Topic 5: Ensemble Methods Flashcards
What does ensemble mean
Having multiple predictive models and combining their predictions
-> treating them as a “committee”
What is a Committee
A group of predictive models
What is the underlying principle of ensemble methods
That in real-world situations, every model has limitations and will make some errors
What models can the ensemble algorithm be applied to
Most
from simple decision trees to deep CNN
What is Jensen’s Inequality
If X is a random variable and f(x) is a convex function, then:
E [ f(X) ] ≥ f (E [X])
Essentially distance of the mean guess x¯ from the truth is less than (or equal to) the average of the distances for each individual guess xi
So the error of combined values is less than the average error of each individual value
What is jensen’s inequality applied to ensemble methods
The squared error of the ensemble is guaranteed to be less than or equal to the average squared error of the individual estimators
What is the relationship between ensemble size and probability of ensemble error
If we fix the individual error to ε = 0.3 (Probability that one model makes an error)

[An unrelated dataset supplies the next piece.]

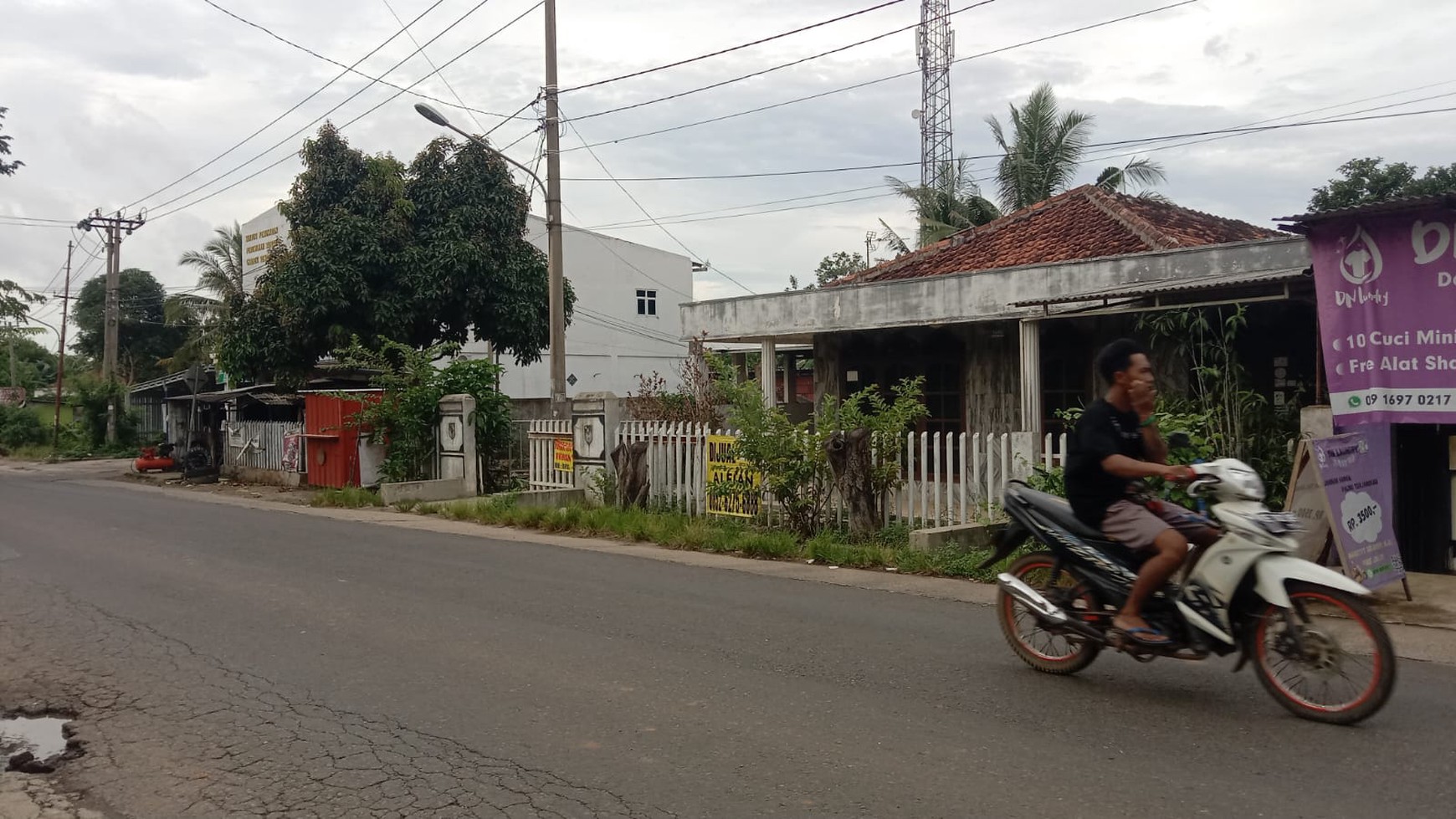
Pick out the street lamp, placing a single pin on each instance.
(554, 253)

And then increase the ensemble size
The probability of ensemble error decrease
If decrease ε, the whole graph (ensemble size v error is squished in the y axis (moved down))

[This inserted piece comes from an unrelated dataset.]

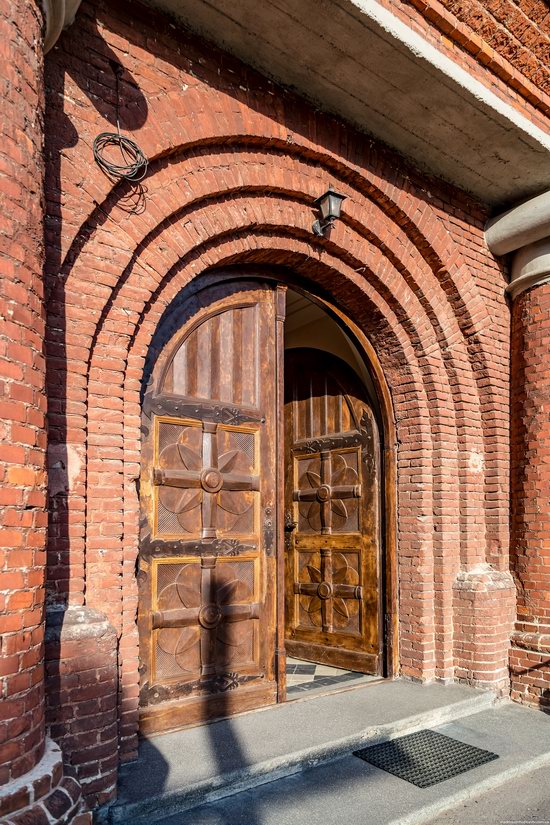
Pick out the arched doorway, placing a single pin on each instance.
(236, 531)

What is the assumption we are making in ensemble probability models
Each model is independent
What is the issue with increasing the number of model in an ensemble with the same set training data
In order for each model to be independent (necessary requirement), the training data has to be split n times (for n models) - using the assumption that all data is IID
However, decreasing training dataset sizes means each model is less and less accurate on testing data
Why do we need parallel algorithms
To try and create “diversity” between classifiers in Ensembles, whilst maintaining a reasonable degree of accuracy
Eg Bagging and random forests
What is the bagging algorithm
“Bootstrap AGGregating”
Given a datset size n, randomly select n examples WITH replacement
Eg from (n = 1-6) : 1 1 2 4 5 5
This is a ‘bootstrap’
What is a data bootstrap
a random sample of examples from our original dataset
For a classification problem, how do you combine model results
Majority vote
For a regression problem, how do you combine model results
Take the average
How can you use non-uniform weights in the bagging algorithm
Requires an Extra holdout dataset separate form train and test data
Instead of simply averaging the predictions from each model, different weights are assigned to each model’s prediction based on their performance
This data helps assess the performance of the model with different assigned weights
What is the risk of using non-uniform weights in the bagging algorithm
Over fitting
Weights may become overly tuned to specific characteristics
Bagging: are we actually discarding a lot of training data in our random sampling?
No, our classifiers are statistically dependent with each other
Almost all of the dataset is certain to be used